Leonardo
Si rimettono al lavoro. Somministrano le cure per i pazienti. C’è anche un bambino di dieci anni tra i suoi pazienti. Ettore vede la paura nei suoi occhi: è solo, cerca la mamma, ma in reparto non fanno entrare nessuno.
«Come ti chiami?», gli chiede.
Il piccolo, con le lacrime agli occhi, risponde: «Mi chiamo Leonardo, ma la mamma mi chiama Leo».
«Sai, Leo, non devi avere paura, non sei solo. Io e i miei colleghi saremo qui a sostenerti e ad aiutarti, puoi chiamarci per qualsiasi cosa, per fare una chiamata con i tuoi cari o anche solo per parlare. Ce la farai».
«Ma io vi vedo a stento gli occhi, sembrate astronauti!».
«Se dobbiamo curarvi, non possiamo rischiare di ammalarci. Altrimenti chi si occuperà di te e degli altri? Superman ha la sua tuta con il mantello rosso, ogni supereroe ne ha una per sconfiggere i cattivi: questa da astronauta è la nostra per sconfiggere questo virus monello.
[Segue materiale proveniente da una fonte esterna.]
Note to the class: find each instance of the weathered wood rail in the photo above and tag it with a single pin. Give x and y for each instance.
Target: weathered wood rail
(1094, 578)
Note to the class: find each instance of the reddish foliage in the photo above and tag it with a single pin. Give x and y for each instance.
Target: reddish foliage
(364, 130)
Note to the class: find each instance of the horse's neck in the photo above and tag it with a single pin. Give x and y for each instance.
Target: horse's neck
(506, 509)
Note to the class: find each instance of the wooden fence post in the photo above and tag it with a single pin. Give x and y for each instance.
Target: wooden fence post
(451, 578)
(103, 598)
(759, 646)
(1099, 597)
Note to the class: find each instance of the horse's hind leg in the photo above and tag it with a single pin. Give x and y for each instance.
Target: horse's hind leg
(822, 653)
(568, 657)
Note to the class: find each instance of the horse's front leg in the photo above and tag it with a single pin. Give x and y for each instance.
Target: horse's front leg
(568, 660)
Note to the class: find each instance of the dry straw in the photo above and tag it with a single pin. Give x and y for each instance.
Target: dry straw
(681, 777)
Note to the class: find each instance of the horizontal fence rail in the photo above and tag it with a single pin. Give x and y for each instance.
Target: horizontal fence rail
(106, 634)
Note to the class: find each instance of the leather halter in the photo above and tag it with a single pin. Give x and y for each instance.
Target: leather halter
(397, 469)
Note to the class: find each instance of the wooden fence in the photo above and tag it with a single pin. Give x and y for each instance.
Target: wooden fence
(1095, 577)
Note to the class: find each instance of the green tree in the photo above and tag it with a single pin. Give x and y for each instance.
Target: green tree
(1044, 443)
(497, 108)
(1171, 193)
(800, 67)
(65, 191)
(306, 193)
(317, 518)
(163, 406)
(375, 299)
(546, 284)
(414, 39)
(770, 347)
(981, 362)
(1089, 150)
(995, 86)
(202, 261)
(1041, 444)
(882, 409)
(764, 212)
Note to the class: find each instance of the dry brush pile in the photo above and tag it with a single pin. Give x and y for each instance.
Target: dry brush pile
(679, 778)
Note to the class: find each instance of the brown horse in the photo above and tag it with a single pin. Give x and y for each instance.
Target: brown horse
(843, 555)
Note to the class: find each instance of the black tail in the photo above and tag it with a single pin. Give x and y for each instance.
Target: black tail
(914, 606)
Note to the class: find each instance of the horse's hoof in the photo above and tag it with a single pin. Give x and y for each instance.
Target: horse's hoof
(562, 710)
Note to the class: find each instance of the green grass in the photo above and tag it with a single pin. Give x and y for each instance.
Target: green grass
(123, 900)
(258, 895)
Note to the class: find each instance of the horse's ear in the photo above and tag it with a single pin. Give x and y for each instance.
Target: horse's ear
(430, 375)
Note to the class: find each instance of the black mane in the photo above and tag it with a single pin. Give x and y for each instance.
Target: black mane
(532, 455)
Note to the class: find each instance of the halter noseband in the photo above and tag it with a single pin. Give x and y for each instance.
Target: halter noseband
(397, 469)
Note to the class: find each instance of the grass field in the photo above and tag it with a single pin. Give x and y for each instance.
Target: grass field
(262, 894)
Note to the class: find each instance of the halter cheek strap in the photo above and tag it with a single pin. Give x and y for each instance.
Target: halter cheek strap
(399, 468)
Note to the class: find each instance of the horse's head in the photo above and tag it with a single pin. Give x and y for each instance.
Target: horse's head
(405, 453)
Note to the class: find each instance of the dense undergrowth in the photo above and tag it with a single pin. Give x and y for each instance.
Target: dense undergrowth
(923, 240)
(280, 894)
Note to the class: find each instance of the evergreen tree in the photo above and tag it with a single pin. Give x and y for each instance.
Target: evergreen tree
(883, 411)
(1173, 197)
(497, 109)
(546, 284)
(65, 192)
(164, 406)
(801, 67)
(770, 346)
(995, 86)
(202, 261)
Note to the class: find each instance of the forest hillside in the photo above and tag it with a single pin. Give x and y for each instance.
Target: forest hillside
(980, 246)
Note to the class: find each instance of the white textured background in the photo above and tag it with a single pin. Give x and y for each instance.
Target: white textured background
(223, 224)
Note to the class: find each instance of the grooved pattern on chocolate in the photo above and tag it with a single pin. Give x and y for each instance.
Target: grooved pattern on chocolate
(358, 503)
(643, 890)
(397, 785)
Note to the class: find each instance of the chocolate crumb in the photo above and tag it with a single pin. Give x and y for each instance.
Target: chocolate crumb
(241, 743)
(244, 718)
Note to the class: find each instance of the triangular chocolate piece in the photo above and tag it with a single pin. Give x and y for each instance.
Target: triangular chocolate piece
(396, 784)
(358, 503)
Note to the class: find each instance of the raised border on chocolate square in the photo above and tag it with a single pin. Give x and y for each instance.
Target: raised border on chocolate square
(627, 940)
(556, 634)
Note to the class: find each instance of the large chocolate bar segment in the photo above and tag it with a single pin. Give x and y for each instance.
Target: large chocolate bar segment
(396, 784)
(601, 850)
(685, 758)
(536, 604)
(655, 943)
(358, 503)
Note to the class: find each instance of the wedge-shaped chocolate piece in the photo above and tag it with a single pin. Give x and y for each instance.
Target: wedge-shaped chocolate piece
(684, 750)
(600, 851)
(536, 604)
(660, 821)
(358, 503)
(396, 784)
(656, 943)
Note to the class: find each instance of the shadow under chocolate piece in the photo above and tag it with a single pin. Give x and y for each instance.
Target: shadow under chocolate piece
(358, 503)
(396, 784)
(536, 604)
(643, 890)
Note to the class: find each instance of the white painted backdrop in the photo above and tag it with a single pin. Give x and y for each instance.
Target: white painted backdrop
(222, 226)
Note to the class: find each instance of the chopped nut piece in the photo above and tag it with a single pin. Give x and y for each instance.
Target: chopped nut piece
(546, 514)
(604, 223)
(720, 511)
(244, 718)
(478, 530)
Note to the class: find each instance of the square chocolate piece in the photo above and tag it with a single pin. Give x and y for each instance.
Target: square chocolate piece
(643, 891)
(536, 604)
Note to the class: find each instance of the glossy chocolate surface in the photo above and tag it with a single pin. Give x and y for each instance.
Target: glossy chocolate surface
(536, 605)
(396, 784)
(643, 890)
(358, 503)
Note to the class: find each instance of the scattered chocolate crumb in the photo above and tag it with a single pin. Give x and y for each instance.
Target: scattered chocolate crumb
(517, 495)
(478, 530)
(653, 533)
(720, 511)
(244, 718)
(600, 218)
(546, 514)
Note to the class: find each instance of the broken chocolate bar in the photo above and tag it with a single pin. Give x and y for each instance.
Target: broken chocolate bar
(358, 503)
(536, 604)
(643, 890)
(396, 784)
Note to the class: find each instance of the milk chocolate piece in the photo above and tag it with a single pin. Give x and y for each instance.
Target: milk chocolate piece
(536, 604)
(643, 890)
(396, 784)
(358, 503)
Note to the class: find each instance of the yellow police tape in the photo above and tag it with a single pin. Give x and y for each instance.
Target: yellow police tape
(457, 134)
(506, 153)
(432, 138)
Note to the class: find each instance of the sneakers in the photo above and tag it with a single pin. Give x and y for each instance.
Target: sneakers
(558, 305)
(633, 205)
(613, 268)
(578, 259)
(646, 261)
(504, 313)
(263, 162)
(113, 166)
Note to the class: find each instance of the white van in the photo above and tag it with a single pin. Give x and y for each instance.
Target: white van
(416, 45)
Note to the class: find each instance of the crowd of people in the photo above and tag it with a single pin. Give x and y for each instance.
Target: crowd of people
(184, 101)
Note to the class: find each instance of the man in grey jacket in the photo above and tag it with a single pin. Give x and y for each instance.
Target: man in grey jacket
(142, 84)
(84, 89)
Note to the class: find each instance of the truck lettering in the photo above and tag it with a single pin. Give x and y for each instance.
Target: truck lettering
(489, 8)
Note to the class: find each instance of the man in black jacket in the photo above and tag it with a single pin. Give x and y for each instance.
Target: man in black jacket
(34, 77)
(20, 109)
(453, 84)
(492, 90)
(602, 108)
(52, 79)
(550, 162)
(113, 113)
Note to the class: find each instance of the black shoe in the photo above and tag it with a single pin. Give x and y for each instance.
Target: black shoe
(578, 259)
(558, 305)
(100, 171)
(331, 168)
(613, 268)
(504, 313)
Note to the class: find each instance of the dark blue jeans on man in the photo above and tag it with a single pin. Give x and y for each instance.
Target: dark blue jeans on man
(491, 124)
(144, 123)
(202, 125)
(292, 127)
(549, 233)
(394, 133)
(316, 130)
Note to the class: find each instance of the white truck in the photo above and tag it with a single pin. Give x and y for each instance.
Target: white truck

Andrà tutto bene».
Ettore non è sicuro di quello che dice, non è certo che questa sia una malattia curabile, per lo meno non ancora, ma non poteva dire la verità a quel bambino, sarebbe stato un peso troppo grande per lui.
Dopo aver parlato con Leonardo, esce dalla stanza, è triste e pensa a suo figlio Fedele, se ci fosse stato lui al posto di Leo? Lo chiama, ha bisogno di sentire la sua voce, è preoccupato perché ad ogni chiamata pensa che potrebbe essere l’ultima.
Dopo qualche giorno Leonardo viene dimesso, è felicissimo e ringrazia Ettore per tutto quello che ha fatto per lui.